ALiBERT: Improved Automated List Inspection (ALI) with BERT

Author: R. Ramamurthy, M. Pielka, R. Stenzel, C. Bauckhage, R. Sifa, T. D. Khameneh, U. Warning, B. Kliem, R. Loitz
Journal: DocEng '21: Proceedings of the 21st ACM Symposium on Document Engineering
Year: 2021

Citation information

R. Ramamurthy, M. Pielka, R. Stenzel, C. Bauckhage, R. Sifa, T. D. Khameneh, U. Warning, B. Kliem, R. Loitz,
DocEng '21: Proceedings of the 21st ACM Symposium on Document Engineering,
2021,
1-4,
https://doi.org/10.1145/3469096.3474928

We consider Automated List Inspection (ALI), a content-based text recommendation system that assists auditors in matching relevant text passages from notes in financial statements to specific law regulations. ALI follows a ranking paradigm in which a fixed number of requirements per textual passage are shown to the user. Despite achieving impressive ranking performance, the user experience can still be improved by showing a dynamic number of recommendations. Besides, existing models rely on a feature-based language model that needs to be pre-trained on a large corpus of domain-specific datasets.
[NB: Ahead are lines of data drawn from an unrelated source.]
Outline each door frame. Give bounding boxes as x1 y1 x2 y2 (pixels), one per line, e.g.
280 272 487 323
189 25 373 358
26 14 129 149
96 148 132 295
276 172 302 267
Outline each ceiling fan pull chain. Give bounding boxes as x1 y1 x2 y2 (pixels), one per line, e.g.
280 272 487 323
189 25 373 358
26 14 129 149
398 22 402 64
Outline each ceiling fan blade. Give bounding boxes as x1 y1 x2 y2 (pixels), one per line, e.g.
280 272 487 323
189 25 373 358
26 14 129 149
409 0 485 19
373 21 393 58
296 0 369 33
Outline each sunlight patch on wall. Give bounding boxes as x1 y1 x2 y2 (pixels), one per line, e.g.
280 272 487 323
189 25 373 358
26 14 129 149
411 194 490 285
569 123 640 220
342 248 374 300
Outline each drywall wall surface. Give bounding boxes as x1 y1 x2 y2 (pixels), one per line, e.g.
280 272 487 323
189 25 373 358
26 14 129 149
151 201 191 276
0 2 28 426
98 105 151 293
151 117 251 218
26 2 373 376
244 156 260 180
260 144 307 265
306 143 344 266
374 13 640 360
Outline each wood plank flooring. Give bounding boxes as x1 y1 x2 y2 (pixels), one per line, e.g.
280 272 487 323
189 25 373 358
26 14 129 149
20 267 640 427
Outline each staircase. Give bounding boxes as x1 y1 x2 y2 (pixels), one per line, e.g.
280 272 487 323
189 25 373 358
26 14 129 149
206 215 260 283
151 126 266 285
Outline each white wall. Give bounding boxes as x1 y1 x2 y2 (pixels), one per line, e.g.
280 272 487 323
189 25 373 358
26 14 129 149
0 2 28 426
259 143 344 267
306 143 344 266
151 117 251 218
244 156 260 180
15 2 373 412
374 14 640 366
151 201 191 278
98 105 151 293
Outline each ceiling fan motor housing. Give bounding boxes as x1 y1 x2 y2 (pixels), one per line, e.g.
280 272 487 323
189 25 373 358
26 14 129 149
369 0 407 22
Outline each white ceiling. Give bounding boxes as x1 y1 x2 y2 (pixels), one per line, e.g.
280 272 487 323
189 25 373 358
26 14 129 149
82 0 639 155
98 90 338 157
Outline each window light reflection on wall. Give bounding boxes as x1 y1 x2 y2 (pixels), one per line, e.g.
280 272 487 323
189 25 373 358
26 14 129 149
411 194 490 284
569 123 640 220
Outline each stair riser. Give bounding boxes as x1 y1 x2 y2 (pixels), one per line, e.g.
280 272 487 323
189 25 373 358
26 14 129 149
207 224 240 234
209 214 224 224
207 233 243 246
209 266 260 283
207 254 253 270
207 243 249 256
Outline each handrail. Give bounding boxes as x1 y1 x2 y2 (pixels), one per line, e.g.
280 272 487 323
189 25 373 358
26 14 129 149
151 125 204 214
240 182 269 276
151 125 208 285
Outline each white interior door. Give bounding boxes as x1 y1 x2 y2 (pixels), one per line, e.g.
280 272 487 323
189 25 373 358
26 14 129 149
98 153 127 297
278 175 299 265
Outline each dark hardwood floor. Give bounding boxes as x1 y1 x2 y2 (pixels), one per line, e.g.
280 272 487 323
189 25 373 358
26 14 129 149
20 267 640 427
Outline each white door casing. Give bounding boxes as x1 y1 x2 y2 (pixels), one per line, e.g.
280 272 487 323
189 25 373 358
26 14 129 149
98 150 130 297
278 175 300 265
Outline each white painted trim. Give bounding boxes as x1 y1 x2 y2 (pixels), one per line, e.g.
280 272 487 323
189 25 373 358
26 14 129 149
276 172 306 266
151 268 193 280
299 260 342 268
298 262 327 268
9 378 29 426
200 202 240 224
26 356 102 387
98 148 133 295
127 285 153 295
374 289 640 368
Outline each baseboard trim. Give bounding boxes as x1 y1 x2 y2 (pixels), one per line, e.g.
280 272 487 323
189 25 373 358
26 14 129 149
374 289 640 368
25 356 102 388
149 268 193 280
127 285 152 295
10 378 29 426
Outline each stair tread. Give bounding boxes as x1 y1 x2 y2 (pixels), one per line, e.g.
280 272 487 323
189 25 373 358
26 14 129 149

Moreover, they cannot be trained in an end-to-end fashion by jointly optimizing with language model parameters. In this work, we alleviate these concerns by considering a multi-label classification approach that predicts dynamic requirement sequences. We base our model on pre-trained BERT that allows us to fine-tune the whole model in an end-to-end fashion, thereby avoiding the need for training a language representation model. We conclude by presenting a detailed evaluation of the proposed model on two German financial datasets.